It’s not very often that Democrats can accuse Republicans of launching a war on coal. In Kentucky, Mitch McConnell’s opponents are savoring the chance.

A report from Chris Moody at Yahoo News earlier in August found that the Senate Minority Leader’s wife, Elaine Chao, sits on the board of Bloomberg Philanthropies—a non-profit that donated $50 million toward the Sierra Club’s efforts to shut down at least 16 coal plants in Kentucky. Kentucky Democratic state representatives have since seized on the report. They are urging Chao to resign from the board (something Chao and McConnell’s camp have said she will not do) and, naturally, making as big a fuss as possible about it. "If you're going to be a champion of coal then you can't play both sides," Steve Beshear, the state’s Democratic governor, told reporters on Thursday.

McConnell isn’t the only Kentucky Republican fielding such attacks. Rand Paul has said that Alison Lundergan Grimes, the Democrat running against McConnell, “she sells her soul” to “the same ones who hate Kentucky coal. (Yes, that rhymes—he was doing it in poem form.) A Democratic party spokesperson responded that Paul is a hypocrite, because of a 2008 remark in which Paul said coal is a “very dirty” energy source.

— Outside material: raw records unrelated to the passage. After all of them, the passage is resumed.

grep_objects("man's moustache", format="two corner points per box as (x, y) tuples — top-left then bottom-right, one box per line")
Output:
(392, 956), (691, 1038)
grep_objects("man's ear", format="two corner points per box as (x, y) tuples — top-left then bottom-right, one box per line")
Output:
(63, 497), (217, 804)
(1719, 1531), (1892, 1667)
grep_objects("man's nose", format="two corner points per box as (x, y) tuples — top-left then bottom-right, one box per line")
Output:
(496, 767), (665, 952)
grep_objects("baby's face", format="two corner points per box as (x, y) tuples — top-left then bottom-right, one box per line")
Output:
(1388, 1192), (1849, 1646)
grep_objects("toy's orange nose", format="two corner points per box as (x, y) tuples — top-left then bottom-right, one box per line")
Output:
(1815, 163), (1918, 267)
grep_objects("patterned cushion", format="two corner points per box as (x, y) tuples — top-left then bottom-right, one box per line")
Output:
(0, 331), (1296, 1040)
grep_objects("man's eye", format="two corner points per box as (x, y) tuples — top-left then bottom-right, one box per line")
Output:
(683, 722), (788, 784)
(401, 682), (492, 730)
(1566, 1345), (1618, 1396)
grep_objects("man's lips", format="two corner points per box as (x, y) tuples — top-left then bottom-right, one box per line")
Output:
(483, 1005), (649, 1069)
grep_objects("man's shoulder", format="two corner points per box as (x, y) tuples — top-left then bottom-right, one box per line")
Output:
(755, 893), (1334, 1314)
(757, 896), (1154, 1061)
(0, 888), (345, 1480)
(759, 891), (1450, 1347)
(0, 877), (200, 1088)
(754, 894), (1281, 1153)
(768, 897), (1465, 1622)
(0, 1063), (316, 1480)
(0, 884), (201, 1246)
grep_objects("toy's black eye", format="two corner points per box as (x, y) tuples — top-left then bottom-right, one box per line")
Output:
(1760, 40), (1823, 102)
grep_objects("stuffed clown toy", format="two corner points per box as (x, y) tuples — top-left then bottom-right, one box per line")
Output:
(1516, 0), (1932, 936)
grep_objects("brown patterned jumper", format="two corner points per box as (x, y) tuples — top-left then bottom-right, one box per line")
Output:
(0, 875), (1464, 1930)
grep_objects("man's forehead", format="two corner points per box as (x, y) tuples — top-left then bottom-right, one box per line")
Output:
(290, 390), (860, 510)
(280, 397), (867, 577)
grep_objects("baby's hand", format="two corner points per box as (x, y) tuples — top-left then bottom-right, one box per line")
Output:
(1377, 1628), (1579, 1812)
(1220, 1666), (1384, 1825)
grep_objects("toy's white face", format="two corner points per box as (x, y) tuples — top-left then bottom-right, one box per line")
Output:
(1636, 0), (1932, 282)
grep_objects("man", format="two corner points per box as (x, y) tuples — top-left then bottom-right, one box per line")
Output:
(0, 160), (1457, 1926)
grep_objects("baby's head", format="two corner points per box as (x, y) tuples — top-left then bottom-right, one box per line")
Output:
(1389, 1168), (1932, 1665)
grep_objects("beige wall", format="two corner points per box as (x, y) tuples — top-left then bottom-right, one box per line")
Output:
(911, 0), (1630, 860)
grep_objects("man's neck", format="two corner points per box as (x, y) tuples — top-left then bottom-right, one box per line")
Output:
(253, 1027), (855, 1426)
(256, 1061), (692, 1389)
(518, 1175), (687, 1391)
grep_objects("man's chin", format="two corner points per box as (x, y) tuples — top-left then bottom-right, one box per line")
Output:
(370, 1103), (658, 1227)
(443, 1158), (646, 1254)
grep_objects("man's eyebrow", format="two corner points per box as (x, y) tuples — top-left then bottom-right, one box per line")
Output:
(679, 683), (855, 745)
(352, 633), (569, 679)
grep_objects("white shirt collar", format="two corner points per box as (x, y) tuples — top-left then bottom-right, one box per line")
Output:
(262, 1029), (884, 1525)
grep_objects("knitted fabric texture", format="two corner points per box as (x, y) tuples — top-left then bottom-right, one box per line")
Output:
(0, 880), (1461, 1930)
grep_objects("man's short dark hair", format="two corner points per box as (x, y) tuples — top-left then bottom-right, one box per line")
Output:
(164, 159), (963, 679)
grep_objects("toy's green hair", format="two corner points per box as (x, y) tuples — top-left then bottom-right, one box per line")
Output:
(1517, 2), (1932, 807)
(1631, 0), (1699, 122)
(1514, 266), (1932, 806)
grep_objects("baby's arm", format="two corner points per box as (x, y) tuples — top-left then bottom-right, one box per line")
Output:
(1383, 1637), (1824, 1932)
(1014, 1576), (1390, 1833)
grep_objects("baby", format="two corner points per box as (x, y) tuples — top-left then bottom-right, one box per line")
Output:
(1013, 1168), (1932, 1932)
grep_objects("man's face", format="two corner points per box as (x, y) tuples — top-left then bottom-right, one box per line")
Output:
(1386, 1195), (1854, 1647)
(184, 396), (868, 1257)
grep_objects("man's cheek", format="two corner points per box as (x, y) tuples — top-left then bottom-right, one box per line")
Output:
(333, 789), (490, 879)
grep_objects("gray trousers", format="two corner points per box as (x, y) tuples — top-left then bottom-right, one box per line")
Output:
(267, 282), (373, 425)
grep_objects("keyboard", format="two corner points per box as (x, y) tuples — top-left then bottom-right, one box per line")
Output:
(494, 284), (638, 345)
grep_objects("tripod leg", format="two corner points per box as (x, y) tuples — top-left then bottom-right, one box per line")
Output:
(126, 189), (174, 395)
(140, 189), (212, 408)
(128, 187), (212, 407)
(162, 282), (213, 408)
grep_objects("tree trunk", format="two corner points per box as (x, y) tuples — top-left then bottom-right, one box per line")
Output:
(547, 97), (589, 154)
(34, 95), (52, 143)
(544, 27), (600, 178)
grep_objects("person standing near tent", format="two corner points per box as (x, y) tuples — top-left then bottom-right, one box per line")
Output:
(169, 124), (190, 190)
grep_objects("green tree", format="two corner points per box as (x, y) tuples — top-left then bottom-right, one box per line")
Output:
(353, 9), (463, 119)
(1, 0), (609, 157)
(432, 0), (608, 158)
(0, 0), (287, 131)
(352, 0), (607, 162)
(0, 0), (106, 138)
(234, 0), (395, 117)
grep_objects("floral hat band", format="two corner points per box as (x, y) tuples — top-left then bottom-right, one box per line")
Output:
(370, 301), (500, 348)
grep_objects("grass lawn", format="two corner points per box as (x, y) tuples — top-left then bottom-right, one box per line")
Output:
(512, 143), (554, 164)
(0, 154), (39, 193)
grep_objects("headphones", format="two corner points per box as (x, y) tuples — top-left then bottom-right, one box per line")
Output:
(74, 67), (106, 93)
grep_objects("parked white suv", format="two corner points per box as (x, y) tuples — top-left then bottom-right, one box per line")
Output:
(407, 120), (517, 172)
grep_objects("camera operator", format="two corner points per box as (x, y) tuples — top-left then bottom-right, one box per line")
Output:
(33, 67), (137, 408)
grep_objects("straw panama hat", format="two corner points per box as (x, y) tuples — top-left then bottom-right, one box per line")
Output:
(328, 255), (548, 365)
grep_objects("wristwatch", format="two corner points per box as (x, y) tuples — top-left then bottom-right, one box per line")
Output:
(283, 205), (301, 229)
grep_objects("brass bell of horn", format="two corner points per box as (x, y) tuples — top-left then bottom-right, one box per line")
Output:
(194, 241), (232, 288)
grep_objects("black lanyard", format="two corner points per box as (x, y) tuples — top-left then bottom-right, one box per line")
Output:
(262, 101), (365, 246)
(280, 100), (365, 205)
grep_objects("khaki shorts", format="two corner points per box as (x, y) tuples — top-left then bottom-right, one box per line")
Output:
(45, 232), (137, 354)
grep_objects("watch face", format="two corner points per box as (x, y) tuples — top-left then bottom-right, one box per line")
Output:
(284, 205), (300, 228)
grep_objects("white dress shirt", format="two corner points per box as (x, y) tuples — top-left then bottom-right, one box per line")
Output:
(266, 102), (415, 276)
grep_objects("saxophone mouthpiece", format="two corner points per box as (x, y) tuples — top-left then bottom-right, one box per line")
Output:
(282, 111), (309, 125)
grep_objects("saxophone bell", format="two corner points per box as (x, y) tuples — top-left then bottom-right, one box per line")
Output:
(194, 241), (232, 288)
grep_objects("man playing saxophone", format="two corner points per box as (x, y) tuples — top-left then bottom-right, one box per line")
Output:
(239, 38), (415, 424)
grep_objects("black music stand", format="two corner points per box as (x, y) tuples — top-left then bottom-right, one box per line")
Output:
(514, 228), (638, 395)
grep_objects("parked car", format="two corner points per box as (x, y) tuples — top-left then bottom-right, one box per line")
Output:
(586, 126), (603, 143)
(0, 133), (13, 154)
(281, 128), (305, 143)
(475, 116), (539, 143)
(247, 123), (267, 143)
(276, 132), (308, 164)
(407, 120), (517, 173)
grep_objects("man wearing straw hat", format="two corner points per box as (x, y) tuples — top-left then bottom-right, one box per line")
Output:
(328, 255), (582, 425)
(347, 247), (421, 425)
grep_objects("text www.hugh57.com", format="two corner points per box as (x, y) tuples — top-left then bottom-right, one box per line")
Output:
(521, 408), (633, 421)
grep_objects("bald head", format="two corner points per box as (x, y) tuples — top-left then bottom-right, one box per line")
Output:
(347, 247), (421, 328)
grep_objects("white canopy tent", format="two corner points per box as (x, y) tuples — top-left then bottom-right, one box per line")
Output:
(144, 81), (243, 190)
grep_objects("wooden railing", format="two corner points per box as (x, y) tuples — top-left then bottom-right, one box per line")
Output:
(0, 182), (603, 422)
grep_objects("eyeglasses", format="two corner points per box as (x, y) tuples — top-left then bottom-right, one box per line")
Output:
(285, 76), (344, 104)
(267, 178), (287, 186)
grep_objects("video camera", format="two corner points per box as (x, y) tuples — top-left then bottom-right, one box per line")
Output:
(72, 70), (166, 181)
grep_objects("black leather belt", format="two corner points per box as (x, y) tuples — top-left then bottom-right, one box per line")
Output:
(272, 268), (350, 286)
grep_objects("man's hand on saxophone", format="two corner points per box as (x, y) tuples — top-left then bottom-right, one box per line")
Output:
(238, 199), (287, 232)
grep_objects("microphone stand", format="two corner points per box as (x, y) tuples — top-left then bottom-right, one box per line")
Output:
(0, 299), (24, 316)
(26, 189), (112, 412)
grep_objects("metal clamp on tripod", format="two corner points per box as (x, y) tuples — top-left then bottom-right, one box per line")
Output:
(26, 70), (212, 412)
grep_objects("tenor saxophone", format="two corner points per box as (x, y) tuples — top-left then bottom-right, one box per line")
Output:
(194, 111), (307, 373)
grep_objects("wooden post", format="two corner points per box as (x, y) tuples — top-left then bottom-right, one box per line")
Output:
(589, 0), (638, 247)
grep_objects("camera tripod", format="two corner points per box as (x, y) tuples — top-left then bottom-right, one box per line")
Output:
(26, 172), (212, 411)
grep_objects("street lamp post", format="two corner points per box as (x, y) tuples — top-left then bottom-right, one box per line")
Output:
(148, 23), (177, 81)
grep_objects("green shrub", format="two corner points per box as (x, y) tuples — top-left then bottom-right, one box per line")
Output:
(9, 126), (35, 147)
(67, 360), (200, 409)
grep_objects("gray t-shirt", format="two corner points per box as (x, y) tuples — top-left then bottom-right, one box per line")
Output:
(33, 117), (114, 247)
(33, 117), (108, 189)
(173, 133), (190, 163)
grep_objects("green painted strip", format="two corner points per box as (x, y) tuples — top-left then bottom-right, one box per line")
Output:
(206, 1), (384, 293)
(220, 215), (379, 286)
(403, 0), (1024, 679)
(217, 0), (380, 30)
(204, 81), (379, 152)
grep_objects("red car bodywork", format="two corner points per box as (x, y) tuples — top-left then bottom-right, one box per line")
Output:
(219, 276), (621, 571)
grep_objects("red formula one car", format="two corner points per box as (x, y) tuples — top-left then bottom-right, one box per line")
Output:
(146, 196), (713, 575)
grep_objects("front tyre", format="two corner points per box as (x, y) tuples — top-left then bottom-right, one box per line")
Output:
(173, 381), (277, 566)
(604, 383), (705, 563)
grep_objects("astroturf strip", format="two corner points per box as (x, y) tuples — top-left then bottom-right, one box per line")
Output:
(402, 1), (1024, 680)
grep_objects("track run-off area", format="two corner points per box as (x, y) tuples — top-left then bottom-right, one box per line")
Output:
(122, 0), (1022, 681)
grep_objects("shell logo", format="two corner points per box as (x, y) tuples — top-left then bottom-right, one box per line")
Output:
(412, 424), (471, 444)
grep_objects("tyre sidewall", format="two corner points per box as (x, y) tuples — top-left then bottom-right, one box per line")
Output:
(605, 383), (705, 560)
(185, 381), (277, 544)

Hypocrisy is always fair game in politics. But it’s hard—and a little silly—to suggest that Kentucky’s Republicans have been insufficiently loyal to coal. In 2013, the League of Conservation Voters gave Paul a rating of 15, out of a scale of 100. They gave McConnell a straight zero. It’s easy to see why. He voted in defense of oil tax breaks, for the Keystone XL pipeline, against EPA rules targeting coal pollution, and against the confirmation of the EPA chief Gina McCarthy. McConnell has also said, “For everybody who thinks [the planet] is warming, I can find somebody who thinks it isn't.” And that’s just the start of a very long list.